State Farm, the nation's largest auto insurer, continued to resell thousands of vehicles nationwide without disclosing they had been in wrecks even though the company had agreed years earlier to stop the practice. The company announced it would pay $40 million to owners of thousands of totaled vehicles that State Farm had sold without state salvage titles, as required by law. The company says the practice was a mistake.
Cars sold with "clean titles" -- that is without salvage titles -- can bring sellers up to thousands of dollars more in purchase price.
Records show that Indiana authorities caught State Farm reselling wrecked cars in violation of its state law more than eight years ago. In 1998, a judge ordered the company to stop, and the company said it would.
Startling Discovery
That case began when a car dealer in Greenfield, Ind., made a startling discovery. After repairing what he thought was a relatively new Ford pickup, he routinely sent the manufacturer a bill for his warranty work.
Ford refused to pay. It told the puzzled dealer that a records check found that the pickup had been in a wreck, an insurance company had declared it a total loss and had resold it. That voided the warranty.
Outraged, the dealer called the state attorney general. How could this happen, the dealer asked, when state law requires that all wrecked vehicles have a salvage title to warn new buyers of possible safety problems?
What the attorney general found was even more surprising: After a two-year investigation, State Farm admitted selling about 1,400 totaled cars, trucks and sport utility vehicles in Indiana -- all without the required state salvage titles.
A totaled vehicle can be dangerous -- particularly if the driver doesn't know about hidden structural damage and assumes the vehicle is in good shape. Failure to disclose that a car or truck has been totaled is a crime everywhere but South Dakota.
Indiana went before a judge and got a permanent injunction to stop the practice. State Farm said it had made mistakes, promised to stop violating the law and agreed to buy back the vehicles or pay thousands of dollars to the new owners.
State Farm disclosed that for more than five years, from June 1997 through 2002, it had mistakenly resold at least 30,000 totaled vehicles without salvage titles. This was the same practice State Farm had acknowledged in Indiana, except this time the company said it had been doing it nationwide.
$40M Settlement
As stated above, State Farm signed a settlement with 49 state attorneys general and the District of Columbia to pay a total of $40 million to any consumers who could still be found driving the vehicles. Nearly all of the attorneys general praised State Farm for coming forward. Many called the settlement an "innovative" way to compensate victims.

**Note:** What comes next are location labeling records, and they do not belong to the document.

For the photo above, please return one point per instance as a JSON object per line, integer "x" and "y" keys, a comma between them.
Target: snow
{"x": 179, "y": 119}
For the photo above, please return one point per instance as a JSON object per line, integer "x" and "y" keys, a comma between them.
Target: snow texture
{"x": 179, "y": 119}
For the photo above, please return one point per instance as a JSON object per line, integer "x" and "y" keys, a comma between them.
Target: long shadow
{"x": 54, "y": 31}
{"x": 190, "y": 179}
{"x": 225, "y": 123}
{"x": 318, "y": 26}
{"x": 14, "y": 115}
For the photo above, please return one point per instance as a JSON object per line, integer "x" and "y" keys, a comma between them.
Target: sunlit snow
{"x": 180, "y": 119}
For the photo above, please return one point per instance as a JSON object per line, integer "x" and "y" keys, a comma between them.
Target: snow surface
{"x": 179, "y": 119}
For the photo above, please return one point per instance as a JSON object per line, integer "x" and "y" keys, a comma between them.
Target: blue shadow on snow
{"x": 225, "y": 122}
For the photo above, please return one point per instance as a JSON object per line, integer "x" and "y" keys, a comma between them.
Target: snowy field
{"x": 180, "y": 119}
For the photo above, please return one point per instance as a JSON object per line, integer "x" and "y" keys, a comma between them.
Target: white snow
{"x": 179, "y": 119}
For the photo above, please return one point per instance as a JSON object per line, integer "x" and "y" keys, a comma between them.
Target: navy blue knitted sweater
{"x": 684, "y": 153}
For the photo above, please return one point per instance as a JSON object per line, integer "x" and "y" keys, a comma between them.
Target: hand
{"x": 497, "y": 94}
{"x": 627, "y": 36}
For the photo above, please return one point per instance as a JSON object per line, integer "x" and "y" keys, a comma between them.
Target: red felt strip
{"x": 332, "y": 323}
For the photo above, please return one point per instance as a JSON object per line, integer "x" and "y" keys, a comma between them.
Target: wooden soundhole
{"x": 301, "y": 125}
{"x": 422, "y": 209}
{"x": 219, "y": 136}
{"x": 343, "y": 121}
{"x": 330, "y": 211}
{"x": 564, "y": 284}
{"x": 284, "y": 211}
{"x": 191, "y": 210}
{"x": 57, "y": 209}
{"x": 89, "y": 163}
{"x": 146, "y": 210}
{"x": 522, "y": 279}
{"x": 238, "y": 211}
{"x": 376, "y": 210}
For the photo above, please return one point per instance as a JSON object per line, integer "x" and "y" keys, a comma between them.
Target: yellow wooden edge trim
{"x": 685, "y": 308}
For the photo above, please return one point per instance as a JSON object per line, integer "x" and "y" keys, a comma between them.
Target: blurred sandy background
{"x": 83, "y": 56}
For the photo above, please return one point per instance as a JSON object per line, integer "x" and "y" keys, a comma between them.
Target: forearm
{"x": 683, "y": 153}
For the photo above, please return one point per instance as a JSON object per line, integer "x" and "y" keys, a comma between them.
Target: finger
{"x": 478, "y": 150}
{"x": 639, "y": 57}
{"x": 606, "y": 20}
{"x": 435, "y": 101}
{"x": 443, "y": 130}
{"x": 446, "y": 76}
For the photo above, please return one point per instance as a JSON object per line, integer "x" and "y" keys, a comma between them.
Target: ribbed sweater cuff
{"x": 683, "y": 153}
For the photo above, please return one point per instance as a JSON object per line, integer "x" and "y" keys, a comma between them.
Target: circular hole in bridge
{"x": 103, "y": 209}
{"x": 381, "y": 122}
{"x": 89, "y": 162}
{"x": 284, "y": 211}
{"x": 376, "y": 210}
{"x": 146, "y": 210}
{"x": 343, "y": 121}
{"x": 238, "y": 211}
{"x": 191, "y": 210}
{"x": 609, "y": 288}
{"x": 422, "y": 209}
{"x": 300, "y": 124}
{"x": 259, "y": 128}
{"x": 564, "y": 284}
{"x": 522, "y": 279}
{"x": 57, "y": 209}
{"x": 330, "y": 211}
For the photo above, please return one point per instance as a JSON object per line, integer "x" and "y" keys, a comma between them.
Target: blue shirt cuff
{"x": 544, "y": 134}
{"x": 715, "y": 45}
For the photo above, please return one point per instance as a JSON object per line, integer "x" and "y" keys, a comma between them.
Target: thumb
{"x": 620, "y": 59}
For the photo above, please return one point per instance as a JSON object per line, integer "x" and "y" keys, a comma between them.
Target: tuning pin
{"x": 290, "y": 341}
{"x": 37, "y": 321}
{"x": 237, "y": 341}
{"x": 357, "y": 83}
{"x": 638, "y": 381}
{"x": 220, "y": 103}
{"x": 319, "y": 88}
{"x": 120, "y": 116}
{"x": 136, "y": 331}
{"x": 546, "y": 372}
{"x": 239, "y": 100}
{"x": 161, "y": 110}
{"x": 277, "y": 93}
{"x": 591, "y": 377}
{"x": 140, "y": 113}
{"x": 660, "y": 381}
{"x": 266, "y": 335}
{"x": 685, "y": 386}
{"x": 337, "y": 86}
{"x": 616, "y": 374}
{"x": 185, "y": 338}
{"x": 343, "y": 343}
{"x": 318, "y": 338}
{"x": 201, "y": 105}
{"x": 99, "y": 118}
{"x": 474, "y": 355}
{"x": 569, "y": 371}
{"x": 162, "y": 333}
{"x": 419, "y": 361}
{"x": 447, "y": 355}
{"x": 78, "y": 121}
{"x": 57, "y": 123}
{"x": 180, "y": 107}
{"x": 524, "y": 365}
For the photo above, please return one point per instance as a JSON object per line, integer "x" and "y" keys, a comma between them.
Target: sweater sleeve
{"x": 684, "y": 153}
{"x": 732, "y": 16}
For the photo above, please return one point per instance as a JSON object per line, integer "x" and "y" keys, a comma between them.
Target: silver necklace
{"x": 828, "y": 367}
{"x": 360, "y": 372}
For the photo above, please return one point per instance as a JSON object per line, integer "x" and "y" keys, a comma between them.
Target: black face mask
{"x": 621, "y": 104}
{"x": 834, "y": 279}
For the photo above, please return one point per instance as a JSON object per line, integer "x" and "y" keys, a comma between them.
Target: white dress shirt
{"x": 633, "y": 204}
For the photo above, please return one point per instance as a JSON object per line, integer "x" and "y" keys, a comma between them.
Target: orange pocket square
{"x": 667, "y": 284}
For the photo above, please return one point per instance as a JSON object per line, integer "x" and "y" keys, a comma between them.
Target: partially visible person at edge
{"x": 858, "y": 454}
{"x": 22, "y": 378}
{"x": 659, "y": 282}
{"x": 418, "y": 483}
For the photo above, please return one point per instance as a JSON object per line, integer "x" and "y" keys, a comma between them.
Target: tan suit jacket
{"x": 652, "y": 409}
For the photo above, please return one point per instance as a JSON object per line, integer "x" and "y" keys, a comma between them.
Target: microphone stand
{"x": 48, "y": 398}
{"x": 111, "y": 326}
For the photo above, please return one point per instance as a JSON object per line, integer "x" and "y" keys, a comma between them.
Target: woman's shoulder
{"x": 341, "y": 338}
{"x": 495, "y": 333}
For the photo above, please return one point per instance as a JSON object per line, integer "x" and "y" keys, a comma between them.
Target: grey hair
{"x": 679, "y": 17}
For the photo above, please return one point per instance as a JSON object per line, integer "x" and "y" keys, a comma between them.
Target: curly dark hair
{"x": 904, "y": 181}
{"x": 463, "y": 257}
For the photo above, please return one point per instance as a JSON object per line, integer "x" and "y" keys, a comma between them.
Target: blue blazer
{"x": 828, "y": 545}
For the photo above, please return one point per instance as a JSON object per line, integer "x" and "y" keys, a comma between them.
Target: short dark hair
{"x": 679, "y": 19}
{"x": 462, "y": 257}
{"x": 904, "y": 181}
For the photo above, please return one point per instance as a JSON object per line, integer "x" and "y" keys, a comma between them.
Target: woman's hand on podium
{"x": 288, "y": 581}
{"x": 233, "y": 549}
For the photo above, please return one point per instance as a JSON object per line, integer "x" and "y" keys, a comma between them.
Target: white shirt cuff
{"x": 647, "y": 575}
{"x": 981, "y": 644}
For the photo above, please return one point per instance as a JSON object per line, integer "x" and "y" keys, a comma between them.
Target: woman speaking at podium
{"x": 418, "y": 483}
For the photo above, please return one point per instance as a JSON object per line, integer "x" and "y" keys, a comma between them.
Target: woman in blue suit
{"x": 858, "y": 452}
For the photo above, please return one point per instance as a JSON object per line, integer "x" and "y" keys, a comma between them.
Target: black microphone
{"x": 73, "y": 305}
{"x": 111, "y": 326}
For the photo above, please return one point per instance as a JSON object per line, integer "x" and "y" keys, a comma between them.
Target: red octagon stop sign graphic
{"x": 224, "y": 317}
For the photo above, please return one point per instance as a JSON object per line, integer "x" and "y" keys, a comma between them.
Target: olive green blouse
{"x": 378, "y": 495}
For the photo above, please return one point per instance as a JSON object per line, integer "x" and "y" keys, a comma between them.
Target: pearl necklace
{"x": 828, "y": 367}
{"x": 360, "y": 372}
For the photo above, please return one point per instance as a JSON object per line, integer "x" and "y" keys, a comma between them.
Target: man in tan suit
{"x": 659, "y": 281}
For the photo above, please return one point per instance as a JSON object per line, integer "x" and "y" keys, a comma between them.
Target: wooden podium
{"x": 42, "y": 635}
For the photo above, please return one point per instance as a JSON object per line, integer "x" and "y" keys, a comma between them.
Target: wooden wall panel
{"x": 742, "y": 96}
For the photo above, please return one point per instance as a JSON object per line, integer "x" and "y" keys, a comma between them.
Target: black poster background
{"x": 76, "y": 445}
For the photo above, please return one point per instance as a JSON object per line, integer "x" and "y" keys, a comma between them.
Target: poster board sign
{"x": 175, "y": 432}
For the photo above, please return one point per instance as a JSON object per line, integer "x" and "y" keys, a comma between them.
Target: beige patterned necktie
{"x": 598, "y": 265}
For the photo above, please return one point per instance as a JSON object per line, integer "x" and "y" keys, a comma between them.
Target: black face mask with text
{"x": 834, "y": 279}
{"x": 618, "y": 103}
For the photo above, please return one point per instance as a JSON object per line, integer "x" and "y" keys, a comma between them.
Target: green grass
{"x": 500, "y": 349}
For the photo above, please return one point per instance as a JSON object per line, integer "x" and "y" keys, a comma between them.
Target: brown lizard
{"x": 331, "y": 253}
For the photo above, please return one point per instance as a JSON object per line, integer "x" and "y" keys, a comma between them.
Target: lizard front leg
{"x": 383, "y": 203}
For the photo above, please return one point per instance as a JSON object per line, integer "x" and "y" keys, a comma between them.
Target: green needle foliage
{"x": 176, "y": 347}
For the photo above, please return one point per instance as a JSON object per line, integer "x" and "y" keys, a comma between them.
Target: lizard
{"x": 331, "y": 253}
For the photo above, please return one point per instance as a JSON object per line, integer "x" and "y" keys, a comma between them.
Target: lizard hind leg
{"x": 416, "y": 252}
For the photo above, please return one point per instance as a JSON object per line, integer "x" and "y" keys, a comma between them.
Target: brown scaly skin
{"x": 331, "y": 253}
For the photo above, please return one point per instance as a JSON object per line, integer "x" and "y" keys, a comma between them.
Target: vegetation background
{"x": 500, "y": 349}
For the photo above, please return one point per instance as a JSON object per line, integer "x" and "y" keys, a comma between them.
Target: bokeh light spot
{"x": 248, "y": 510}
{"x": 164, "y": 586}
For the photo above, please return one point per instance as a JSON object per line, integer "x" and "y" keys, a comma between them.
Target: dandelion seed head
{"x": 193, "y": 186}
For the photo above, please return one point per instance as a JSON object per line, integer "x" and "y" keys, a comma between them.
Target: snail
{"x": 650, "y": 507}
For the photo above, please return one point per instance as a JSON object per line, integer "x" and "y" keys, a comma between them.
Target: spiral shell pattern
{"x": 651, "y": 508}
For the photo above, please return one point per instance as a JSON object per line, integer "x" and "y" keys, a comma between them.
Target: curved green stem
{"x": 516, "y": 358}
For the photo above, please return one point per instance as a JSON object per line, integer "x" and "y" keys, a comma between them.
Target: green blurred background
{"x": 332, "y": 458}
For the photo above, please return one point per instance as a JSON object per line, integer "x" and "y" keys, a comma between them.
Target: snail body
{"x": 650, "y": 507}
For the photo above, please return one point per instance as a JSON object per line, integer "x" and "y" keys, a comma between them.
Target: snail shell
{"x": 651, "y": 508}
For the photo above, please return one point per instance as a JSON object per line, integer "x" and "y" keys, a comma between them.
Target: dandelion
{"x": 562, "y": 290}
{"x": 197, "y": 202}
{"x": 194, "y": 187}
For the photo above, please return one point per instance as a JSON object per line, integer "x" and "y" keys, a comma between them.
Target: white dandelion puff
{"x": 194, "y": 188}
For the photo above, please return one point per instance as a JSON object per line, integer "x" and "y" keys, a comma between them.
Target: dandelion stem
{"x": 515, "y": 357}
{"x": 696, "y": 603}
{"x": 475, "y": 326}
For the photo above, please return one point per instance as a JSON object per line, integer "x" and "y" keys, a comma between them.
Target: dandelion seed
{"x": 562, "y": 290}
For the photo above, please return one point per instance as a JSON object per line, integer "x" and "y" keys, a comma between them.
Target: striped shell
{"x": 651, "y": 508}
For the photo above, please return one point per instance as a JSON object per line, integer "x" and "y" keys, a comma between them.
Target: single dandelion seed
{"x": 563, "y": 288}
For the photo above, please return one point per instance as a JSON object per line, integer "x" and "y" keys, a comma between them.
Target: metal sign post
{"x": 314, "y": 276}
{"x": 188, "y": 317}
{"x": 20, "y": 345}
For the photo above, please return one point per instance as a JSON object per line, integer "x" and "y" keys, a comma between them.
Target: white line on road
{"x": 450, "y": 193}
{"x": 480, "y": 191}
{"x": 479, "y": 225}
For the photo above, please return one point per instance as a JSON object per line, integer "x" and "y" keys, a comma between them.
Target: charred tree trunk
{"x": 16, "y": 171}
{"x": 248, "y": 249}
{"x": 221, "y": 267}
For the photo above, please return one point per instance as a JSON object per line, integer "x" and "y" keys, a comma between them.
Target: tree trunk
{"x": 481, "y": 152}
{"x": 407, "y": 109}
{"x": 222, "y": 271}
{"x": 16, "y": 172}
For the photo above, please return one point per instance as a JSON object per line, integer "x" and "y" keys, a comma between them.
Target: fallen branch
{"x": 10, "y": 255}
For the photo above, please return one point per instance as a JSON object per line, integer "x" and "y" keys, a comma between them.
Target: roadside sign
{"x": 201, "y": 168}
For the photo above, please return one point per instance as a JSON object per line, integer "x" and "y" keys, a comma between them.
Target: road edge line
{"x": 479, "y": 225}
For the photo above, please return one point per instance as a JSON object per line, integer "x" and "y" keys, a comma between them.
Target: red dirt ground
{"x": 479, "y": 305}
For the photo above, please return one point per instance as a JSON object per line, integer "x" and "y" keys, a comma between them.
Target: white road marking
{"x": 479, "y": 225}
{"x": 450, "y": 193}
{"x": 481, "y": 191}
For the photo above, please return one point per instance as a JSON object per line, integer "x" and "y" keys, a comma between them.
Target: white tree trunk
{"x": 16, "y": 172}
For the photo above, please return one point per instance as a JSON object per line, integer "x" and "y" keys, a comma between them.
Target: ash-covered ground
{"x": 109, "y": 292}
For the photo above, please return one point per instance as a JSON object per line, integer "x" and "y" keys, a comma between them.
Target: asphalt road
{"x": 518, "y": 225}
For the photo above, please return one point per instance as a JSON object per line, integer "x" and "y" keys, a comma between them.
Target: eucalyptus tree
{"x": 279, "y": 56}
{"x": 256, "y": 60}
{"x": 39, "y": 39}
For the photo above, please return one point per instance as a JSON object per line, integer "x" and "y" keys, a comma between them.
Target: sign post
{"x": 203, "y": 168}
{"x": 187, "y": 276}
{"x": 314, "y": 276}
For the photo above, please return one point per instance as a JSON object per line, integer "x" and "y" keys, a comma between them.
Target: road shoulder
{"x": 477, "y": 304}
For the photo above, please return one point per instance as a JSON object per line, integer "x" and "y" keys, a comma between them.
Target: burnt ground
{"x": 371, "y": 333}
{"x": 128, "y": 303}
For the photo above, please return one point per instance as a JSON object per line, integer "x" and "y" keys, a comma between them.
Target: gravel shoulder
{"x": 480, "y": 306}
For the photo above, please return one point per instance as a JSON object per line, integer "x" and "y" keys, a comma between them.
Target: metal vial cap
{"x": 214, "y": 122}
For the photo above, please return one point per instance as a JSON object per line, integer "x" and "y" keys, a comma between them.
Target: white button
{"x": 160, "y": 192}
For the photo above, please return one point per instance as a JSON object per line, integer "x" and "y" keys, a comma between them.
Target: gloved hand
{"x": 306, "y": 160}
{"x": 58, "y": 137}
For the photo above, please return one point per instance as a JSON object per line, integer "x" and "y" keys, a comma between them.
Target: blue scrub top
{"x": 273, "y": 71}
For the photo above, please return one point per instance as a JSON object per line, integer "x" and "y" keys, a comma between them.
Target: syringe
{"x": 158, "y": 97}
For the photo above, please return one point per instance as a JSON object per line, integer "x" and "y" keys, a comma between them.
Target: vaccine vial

After examining the settlement, consumer advocates agreed it is innovative -- for State Farm. They see the settlement as a win for the insurance company and not such a good deal for consumers.
The settlement doesn't provide any money for anyone who might have been injured by one of the totaled vehicles. Neither State Farm nor the state attorneys general could say how many vehicles were involved
in accidents after State Farm resold them, or how many people might have been injured.
Many consumers never will benefit from the settlement because State Farm will pay only the last person to buy one of the totaled vehicles, and then only if that owner hasn't already junked the vehicle.
The settlement also goes a long way toward protecting the company against class-action lawsuits: To get the settlement money, consumers first must agree not to sue State Farm.